La piccola multinazionale formato natura, attiva nella cosmetica e nella medicina omeopatica, rischia di dover ritirare dal mercato italiano decine di farmaci
Veronica Ulivieri
A fondarla è stato, all’inizio degli anni Venti del 1900, Rudolf Steiner, il padre dell’antroposofia: quella filosofia che ha dato origine all’agricoltura biodinamica, e a un tipo di pedagogia che contrappone l’esperienza all’insegnamento di nozioni vuote. Weleda oggi è una (piccola) multinazionale attiva nei settori della cosmetica e dei medicinali omeopatici, prodotti rigorosamente con piante coltivate secondo il metodo biodinamico. Stefano Riva, AD del ramo italiano dell’azienda, racconta il lavoro difficile di conciliare la sempre crescente fiducia tributata dai consumatori con la burocrazia, ma fa anche un bilancio di un’attività di sensibilizzazione su una nuova visione di salute che dura da quasi un secolo.

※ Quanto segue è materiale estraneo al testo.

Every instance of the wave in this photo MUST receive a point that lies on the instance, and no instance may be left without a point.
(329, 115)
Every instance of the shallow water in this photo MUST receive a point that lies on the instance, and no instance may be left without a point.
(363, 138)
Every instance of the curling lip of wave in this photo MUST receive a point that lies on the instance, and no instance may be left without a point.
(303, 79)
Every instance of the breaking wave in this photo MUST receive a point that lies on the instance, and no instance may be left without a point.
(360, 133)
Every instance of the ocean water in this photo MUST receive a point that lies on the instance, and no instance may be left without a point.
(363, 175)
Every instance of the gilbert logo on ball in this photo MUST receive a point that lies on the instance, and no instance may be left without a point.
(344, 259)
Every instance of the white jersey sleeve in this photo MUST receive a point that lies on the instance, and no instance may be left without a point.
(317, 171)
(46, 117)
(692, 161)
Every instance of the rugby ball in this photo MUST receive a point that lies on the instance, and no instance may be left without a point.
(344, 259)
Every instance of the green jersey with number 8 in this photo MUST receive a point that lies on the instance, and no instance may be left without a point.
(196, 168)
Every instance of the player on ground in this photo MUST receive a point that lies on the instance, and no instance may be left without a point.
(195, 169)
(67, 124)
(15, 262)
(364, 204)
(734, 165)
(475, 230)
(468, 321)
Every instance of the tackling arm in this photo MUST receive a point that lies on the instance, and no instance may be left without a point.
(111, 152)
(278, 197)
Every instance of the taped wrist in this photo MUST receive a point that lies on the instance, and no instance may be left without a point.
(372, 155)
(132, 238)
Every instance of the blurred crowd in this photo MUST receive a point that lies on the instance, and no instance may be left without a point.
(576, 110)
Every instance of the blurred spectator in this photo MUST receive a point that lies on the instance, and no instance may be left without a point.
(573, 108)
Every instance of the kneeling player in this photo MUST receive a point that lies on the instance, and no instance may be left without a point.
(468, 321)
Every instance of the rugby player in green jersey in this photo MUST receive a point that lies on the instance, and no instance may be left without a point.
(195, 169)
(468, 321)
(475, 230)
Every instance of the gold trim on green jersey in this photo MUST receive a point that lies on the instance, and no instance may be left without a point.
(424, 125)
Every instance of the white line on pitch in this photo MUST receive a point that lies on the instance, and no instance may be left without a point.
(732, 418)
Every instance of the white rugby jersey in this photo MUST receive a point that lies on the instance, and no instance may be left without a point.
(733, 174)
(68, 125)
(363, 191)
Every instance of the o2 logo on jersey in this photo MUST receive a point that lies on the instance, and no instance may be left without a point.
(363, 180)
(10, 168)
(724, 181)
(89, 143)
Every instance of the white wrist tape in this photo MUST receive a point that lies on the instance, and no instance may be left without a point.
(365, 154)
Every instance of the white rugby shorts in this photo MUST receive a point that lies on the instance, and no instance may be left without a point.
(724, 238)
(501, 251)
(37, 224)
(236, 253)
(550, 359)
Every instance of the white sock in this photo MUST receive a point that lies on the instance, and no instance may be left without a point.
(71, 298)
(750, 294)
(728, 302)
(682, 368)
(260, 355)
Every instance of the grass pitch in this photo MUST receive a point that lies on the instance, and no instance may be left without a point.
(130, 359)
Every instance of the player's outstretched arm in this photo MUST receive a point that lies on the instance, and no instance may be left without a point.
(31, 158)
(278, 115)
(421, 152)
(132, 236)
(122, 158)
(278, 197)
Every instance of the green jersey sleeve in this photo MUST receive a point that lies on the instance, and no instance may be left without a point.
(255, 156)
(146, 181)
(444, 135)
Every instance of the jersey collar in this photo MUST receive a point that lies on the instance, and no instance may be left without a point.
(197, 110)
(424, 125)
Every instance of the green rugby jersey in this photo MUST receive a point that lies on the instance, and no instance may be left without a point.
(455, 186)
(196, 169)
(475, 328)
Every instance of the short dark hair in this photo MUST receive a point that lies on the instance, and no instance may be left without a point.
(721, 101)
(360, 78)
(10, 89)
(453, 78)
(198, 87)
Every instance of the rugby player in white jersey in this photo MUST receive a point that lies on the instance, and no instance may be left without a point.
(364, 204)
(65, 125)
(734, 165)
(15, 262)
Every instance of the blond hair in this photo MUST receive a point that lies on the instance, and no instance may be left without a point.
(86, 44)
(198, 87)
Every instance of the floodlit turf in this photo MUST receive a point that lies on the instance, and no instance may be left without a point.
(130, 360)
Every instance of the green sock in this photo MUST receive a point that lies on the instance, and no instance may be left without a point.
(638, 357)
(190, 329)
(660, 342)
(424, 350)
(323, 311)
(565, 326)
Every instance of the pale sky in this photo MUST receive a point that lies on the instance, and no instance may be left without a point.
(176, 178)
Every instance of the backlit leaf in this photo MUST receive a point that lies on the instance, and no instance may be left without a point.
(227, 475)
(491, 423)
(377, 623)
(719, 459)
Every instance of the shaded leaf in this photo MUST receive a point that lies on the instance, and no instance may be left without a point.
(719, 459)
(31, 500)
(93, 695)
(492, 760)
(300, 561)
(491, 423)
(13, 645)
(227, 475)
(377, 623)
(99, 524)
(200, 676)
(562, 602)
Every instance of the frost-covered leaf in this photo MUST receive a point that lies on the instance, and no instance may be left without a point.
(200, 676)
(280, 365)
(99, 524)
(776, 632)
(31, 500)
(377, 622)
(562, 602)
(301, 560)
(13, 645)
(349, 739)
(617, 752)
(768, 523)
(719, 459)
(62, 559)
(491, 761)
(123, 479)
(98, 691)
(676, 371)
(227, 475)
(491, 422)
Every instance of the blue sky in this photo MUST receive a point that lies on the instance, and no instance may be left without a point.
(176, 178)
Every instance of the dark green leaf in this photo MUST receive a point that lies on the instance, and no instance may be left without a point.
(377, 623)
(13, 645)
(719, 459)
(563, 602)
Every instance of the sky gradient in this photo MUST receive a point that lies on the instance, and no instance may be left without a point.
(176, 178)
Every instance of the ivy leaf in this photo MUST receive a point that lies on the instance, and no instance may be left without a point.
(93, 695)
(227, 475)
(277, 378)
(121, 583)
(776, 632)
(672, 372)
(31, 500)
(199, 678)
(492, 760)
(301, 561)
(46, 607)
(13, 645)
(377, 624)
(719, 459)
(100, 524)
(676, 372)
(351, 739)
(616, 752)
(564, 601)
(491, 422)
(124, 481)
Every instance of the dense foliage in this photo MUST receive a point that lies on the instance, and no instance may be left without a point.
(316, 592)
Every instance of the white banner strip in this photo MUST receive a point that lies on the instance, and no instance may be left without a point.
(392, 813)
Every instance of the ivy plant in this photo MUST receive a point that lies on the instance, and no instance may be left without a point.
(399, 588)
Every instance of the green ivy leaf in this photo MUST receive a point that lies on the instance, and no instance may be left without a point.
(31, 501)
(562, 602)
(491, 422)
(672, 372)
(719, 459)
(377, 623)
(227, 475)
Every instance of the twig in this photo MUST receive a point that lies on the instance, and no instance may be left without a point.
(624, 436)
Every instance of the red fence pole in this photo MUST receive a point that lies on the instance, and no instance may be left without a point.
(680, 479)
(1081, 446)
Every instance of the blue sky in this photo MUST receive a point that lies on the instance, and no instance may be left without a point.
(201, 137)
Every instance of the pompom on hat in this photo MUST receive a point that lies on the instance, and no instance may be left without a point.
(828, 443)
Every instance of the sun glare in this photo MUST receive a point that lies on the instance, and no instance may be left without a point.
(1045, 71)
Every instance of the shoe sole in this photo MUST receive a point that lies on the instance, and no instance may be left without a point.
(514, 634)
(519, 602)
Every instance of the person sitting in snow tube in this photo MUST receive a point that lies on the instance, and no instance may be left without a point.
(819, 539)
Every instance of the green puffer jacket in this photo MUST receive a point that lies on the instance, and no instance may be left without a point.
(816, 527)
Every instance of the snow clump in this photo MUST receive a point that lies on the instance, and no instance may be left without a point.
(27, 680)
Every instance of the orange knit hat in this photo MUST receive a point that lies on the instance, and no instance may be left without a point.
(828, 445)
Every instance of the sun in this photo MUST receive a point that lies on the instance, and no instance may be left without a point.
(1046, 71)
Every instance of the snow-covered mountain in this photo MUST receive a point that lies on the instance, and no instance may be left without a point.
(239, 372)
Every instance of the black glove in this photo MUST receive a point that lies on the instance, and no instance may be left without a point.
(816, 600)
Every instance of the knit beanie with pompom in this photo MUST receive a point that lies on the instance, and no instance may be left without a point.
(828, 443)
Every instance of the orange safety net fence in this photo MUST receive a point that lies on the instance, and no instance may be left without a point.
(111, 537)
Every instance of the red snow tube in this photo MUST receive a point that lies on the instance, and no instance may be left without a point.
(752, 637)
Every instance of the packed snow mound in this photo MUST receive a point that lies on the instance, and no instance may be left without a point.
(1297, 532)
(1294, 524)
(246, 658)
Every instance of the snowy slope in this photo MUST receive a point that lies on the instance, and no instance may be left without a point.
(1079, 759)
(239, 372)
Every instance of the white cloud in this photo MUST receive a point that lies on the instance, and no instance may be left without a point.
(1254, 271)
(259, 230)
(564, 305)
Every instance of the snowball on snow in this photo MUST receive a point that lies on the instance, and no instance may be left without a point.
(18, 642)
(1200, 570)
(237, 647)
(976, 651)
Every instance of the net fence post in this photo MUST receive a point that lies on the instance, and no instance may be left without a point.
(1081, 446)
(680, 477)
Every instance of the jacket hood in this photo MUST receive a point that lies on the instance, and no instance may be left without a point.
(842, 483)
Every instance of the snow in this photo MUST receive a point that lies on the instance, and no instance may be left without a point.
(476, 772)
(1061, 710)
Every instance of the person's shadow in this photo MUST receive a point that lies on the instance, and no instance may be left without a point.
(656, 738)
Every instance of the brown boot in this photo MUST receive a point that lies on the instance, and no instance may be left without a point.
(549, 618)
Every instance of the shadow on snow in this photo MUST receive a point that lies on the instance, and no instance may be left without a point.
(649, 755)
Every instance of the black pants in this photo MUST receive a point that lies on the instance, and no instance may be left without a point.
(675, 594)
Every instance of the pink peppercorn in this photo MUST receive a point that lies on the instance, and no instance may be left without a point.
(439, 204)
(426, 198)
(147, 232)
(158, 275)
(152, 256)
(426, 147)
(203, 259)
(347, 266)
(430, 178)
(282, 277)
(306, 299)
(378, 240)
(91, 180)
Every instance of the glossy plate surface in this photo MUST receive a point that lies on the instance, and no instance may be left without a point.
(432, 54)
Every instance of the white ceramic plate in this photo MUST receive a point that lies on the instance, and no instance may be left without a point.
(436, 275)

Partiamo dagli aspetti positivi: quali sono oggi i vantaggi per un’azienda sostenibile? Possiamo dire che un’azienda attenta alle tematiche ambientali è già “attrezzata” per affrontare le sfide che inevitabilmente il futuro ci presenterà?
Sì, assolutamente. Per noi uno dei principali vantaggi è la fiducia da parte delle persone, che acquistando i prodotti si sentono nostri alleati. Il consumo, nel nostro caso, diventa così un atto culturale. Storicamente abbiamo contribuito a introdurre anche in Italia un nuovo modo di vedere la salute individuale e collettiva: la malattia non è un sintomo da cui guarire, ma un processo di squilibrio su cui costruire ipotesi di auto-guarigione, in cui gioca un ruolo fondamentale lo stile di vita, inteso come alimenti, cosmetici, abitudini, socialità.
Quali invece le difficoltà?
La normativa italiana ci chiede di presentare entro il prossimo anno dei dossier molto precisi sui nostri farmaci omeopatici e di pagare tariffe di registrazione: solo quelli che saranno approvati rimarranno sul mercato. La stesura di questi documenti è molto costosa, le istituzioni italiane si rifiutano di dialogare e, al contrario di altri Paesi come la Francia e la Germania, non ci sono a livello statale competenze sulla medicina omeopatica. Di fronte a queste prospettive, saremo obbligati a ritirare dal mercato italiano decine di farmaci.
Il 22 maggio lei sarà presente a Torino alla quarta edizione del Workshop Nazionale IMAGE, dedicato quest’anno al tema “Medicina ambientale e salute: verso la smart health”. Quanto sono importanti i cosmetici per la salute?
Molto, considerando che i prodotti cosmetici vanno ad agire sulla pelle, che è il nostro principale organo di senso, ciò che ci relaziona con l’esterno. Dei cosmetici non è solo importante l’aspetto dell’assenza di conservanti e sostanze chimiche dannose come i petrolati, che possono essere assorbiti dal nostro organismo. L’aspetto fondamentale, secondo Weleda, è l’azione che può avere un cosmetico di riequilibrio della pelle, riattivazione rispetto a uno squilibrio: si mette così in moto un processo di “riattivazione” anche della persona, che partecipa al cambiamento benefico.